The precise nature of our self-talk either weakens us or strengthens us! Self-talk reinforces the belief systems that we establish in our behaviour patterns and our belief systems (made up of both rational and irrational beliefs) govern our overall behaviour and greatly influence our response patterns (how one is liable to react in given situations). The simple truth with self-talk is that we can change it as quickly as we adopted it if we want to. Also, our self-talk patterns are carried from one situation to another in like manner. If for example, you tell yourself that you cannot stand this or that, not only are you telling yourself a palpable untruth, but until you change this irrational self-talk you will take your ‘I can’t stand it' attitude and irrational belief into the next situation/relationship, and the next after that! The lie that all holders of the ‘I can’t stand it’ belief tell themselves is that whilst they are whining ‘I can’t stand it! I can’t stand it!’ the one thing they are indisputably doing is ‘standing it’. They may not desire it, they may not like it or even want it, but that is not the same as ‘not standing it!’
The same is true of all self-talk and all irrational beliefs (beliefs that cannot be factually defended). Our belief systems will hold many irrational beliefs; which although sometimes harmless to hold, can be beneficial to believe; even though they cannot be empirically proven to be factual. Believing in a God would represent an unharmful belief system that can benefit a person for instance by influencing their behaviour positively in a 'Christian' manner. On balance, however, the holding of irrational belief systems (such beliefs, for instance, that support racist and discriminatory attitudes and behaviour, is irrational, harmful and unhealthy).
So, if a person tells themselves ‘I can never love/trust again’, their actions will do everything humanly possible to ensure ‘that they do not love/trust again’. In short; think good or bad and you will feel good or bad and will probably do good or bad correspondingly. The views expressed in this paragraph constitute my entire life’s learning and research into human behaviour and response patterns over a thirty-year period which has been written about and reported on in continental social and medical journals and books.

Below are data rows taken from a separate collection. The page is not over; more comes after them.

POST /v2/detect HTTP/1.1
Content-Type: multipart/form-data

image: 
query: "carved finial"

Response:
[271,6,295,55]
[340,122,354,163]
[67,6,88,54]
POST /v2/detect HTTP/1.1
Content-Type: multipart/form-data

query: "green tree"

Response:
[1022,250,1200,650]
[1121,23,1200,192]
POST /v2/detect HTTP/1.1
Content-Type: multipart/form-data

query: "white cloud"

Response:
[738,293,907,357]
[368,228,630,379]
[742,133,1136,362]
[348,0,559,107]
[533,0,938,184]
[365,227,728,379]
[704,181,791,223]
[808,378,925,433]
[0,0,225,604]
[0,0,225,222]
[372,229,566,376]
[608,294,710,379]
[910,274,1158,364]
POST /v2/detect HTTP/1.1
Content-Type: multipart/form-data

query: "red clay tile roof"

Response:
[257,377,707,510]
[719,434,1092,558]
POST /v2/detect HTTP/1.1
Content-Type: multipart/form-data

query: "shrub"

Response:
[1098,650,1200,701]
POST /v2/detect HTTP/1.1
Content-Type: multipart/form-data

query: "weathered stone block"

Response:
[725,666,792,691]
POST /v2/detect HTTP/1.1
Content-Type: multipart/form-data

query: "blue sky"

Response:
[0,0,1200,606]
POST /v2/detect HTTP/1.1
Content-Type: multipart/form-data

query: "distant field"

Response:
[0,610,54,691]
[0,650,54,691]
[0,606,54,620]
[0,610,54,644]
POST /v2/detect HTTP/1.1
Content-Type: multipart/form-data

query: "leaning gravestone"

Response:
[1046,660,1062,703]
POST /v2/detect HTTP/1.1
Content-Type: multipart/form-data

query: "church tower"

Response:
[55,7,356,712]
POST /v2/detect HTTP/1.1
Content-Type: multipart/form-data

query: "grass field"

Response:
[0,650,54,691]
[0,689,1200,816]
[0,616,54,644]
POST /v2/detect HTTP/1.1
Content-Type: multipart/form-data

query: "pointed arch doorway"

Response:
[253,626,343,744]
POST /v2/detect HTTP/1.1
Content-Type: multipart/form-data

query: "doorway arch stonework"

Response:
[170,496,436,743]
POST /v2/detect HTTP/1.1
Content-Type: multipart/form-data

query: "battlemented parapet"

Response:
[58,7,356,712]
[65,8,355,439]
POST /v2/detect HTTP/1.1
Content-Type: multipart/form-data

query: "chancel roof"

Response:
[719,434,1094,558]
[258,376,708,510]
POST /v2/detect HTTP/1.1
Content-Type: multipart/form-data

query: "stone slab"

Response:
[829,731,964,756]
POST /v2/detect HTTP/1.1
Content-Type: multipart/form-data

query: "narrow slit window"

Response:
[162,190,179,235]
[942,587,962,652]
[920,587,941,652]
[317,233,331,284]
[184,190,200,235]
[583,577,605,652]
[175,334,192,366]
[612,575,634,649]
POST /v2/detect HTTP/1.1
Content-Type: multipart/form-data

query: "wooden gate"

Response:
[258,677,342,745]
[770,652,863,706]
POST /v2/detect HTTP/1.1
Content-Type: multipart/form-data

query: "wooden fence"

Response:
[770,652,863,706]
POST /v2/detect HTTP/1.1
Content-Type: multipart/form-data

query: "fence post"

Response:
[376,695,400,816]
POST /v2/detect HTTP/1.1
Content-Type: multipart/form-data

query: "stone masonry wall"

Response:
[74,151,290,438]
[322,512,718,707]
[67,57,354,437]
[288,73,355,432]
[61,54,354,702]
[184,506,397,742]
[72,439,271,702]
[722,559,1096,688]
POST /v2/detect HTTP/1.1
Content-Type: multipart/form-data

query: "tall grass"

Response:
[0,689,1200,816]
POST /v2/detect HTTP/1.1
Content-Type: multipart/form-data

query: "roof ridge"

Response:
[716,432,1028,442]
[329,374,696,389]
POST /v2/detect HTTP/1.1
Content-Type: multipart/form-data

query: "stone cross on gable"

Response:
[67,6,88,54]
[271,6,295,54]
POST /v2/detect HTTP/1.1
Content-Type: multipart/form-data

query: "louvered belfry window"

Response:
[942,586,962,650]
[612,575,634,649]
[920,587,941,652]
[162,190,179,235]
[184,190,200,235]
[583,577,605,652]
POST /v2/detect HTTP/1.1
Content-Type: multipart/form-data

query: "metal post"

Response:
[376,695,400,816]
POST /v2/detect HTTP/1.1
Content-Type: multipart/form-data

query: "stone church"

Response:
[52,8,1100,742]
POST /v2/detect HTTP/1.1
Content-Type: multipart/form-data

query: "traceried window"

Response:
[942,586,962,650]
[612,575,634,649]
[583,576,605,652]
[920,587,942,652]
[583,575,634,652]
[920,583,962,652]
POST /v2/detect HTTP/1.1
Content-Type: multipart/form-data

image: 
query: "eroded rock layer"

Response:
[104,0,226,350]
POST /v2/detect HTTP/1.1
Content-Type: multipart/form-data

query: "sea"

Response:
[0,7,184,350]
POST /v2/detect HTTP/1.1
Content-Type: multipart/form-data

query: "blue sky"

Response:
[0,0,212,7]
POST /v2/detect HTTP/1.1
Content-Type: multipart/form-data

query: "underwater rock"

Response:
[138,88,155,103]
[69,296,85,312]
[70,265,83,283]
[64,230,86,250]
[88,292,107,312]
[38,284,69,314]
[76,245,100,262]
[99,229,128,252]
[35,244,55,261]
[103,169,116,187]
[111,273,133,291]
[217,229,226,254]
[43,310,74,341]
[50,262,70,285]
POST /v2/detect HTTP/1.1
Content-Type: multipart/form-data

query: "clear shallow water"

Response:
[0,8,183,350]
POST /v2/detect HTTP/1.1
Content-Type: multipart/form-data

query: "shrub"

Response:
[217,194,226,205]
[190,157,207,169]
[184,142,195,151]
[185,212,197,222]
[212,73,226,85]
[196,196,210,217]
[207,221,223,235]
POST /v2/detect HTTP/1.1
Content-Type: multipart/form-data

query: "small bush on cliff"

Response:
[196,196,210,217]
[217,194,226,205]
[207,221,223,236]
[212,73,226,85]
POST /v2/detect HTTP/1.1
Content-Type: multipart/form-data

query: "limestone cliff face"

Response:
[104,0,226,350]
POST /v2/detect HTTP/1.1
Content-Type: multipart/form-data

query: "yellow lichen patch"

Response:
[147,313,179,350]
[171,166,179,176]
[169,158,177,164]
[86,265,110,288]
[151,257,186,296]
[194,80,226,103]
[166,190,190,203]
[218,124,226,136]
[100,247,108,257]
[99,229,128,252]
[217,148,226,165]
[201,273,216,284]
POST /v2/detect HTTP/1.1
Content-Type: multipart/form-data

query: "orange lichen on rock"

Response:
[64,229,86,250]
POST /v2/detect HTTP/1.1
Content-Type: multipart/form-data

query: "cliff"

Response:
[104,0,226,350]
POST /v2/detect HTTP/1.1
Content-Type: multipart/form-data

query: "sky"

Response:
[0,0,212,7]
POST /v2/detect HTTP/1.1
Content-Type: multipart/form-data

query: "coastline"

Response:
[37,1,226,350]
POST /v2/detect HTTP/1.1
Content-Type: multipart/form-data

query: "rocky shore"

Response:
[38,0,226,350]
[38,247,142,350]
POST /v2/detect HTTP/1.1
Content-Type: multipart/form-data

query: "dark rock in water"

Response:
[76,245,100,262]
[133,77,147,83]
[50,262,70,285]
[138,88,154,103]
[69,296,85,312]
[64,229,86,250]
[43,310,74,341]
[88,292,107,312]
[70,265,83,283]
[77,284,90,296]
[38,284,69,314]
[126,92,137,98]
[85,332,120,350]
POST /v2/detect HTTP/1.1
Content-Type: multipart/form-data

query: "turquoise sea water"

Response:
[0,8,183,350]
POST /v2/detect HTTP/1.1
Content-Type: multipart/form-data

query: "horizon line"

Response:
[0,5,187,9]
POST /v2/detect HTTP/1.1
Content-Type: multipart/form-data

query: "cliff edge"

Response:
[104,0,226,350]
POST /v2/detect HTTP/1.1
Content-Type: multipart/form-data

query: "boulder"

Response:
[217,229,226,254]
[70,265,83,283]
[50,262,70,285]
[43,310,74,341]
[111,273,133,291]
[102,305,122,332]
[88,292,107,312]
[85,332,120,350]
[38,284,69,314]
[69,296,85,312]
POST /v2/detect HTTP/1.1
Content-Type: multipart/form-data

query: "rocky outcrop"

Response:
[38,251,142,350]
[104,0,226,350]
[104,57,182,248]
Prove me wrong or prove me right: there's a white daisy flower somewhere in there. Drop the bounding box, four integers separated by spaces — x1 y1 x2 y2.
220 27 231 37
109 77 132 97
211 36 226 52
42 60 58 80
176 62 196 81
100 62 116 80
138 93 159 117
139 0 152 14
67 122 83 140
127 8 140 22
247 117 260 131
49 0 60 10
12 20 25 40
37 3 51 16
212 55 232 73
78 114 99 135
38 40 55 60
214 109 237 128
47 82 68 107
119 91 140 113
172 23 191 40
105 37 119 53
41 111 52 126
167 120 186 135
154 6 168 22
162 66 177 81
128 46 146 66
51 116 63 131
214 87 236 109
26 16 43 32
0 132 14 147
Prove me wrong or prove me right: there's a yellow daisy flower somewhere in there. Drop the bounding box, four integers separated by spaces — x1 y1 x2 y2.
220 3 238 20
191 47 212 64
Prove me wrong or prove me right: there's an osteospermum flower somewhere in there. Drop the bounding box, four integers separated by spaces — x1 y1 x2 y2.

This song reminds me of this belief syndrome and holding a rational and positive belief. The most pertinent line in the song says, “I’ll try to love again but I know that the first cut is the deepest’ (expressing a positive willingness to move on with one’s life whilst fully acknowledging their previous hurtful emotional experience). Trust me, in this respect, I know what I am talking about. Had it not been for a lifetime of positive self-talk, and the holding of a mostly rational belief system, I could not have achieved a fraction of the things I managed to achieve. Had it not been for my positive self-talk and belief pattern since I was medically diagnosed with terminal blood cancer in early 2013, I would not be alive today. Had it not been for my ability to believe in the power of goodness, there is simply no way that my body would have been able to deal with five operations under a full anaesthetic and twenty sessions of radiotherapy over the past 18 months.
I am not a miracle man, merely a positive thinking man whose belief system in self, God and my fellow beings acts for me in the most healthy and self-enhancing of ways.